Si l’on essaie d’avoir une lecture linéaire de l’histoire de l’art, le passage à la modernité s’est déroulé au tournant du 19ème et du 20ème siècle. Selon les affinités et les préférences des historiens et théoriciens, un artiste ou un autre, un mouvement ou un autre, se voit assignée la haute responsabilité de ces bouleversements. Pour les peintres, on parle de Monet, ou de Matisse, ou de Picasso. Pour les artistes d’avant garde, c’est sans doute Dada, ou mieux encore Marcel Duchamp, dont le nom revient à foison dans les manuels d’histoire de l’art moderne et contemporain. Il y a sans doute une réalité bien plus complexe derrière tout cela, et, simplifiée à outrance, l’histoire de l’art devient une caricature. Néanmoins, il reste que les débuts du 20ème siècle ont vu une véritable explosion artistique, tous mouvements confondus, y compris en matière de musique, de cinéma, de photographie et de théâtre, dont nous sommes, comme le montre l’exposition barcelonaise, les innocents héritiers. Car l’essence même de ce qui a fait ce renouveau de l’art était la subversion. Les principaux artistes n’étaient plus des officiels, des représentants d’un Etat ou d’une Eglise. Ils étaient devenus au contraire des individus autonomes, singuliers, dont les principales qualités émanaient de l’expression d’une subjectivité qui faisait leur succès.

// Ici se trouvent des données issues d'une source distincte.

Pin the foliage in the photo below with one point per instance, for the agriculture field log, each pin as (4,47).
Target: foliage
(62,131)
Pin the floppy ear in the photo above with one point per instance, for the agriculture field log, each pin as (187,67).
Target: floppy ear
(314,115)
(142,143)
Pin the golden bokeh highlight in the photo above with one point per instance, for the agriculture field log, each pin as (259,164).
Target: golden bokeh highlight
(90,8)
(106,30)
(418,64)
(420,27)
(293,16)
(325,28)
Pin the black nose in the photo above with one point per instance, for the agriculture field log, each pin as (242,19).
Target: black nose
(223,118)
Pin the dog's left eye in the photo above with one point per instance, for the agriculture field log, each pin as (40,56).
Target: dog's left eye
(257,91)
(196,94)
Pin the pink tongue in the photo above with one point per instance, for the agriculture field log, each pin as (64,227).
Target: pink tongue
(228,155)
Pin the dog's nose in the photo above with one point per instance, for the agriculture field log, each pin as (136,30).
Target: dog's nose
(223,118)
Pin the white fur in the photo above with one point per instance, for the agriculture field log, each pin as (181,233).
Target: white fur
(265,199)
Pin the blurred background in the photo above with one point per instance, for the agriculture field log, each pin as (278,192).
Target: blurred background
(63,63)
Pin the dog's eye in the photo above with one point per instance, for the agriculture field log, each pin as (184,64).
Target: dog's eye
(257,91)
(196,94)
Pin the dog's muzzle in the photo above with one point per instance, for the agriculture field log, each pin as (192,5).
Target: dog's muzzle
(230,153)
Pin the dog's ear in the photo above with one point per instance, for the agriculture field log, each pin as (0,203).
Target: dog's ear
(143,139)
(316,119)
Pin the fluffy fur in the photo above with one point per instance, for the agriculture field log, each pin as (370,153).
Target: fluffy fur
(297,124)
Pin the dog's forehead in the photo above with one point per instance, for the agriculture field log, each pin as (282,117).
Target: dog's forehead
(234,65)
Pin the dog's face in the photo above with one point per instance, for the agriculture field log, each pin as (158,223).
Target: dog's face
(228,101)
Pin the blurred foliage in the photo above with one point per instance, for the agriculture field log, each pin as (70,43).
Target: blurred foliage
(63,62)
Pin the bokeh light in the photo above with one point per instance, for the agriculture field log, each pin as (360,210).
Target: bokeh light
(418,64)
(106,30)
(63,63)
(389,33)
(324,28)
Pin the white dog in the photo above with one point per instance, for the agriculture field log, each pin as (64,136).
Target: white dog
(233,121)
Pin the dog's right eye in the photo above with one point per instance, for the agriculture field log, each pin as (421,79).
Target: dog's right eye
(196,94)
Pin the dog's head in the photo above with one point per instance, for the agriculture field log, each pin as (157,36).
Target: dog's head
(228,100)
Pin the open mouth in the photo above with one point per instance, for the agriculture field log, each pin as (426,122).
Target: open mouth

La subversion artistique est devenue académique

En réaction face à un art (réel ou imaginaire) qu’ils considéraient comme sclérosé, les artistes de la modernité ont su développer des systèmes comme autant de bouffées d’air frais. Maintenant ils sont exposés au panthéon des musées les plus officiels. La machine à fabriquer du contrôle et de la norme qu’est la société, comme l’a montré Foucault, a depuis longtemps digéré ces mouches du coche. L’urinoir de Duchamp est exposé partout (il en existe de nombreux exemplaires) et reproduit en cartes postales. Que l’artiste doive être un subversif et un novateur est devenu un cliché, attendu de tous et enseigné dans les écoles d’art : la modernité a été transformée en une académie. Dès lors, ce n’est sans doute pas là où on les attend que les artistes créent du nouveau. Ce n’est probablement pas ce à quoi l’on s’attend qui sera le plus intéressant. La modernité nous aura enseigné l’attention à la singularité, la nécessité de comprendre, et, plus que tout, la capacité qu’a l’art à se renouveler. Avant de partir pour le Musée d’Art Moderne de Varsovie, l’éclairage est fourni en Catalogne du Sud par Alice Creischer, Andrea Fraser, Dan Graham, Marine Hugonnier, Runa Islam, David Maljkovic, Gordon Matta-Clark, Florian Pumhösl, Martha Rosler et tant d’autres, sur une centaine d’œuvres.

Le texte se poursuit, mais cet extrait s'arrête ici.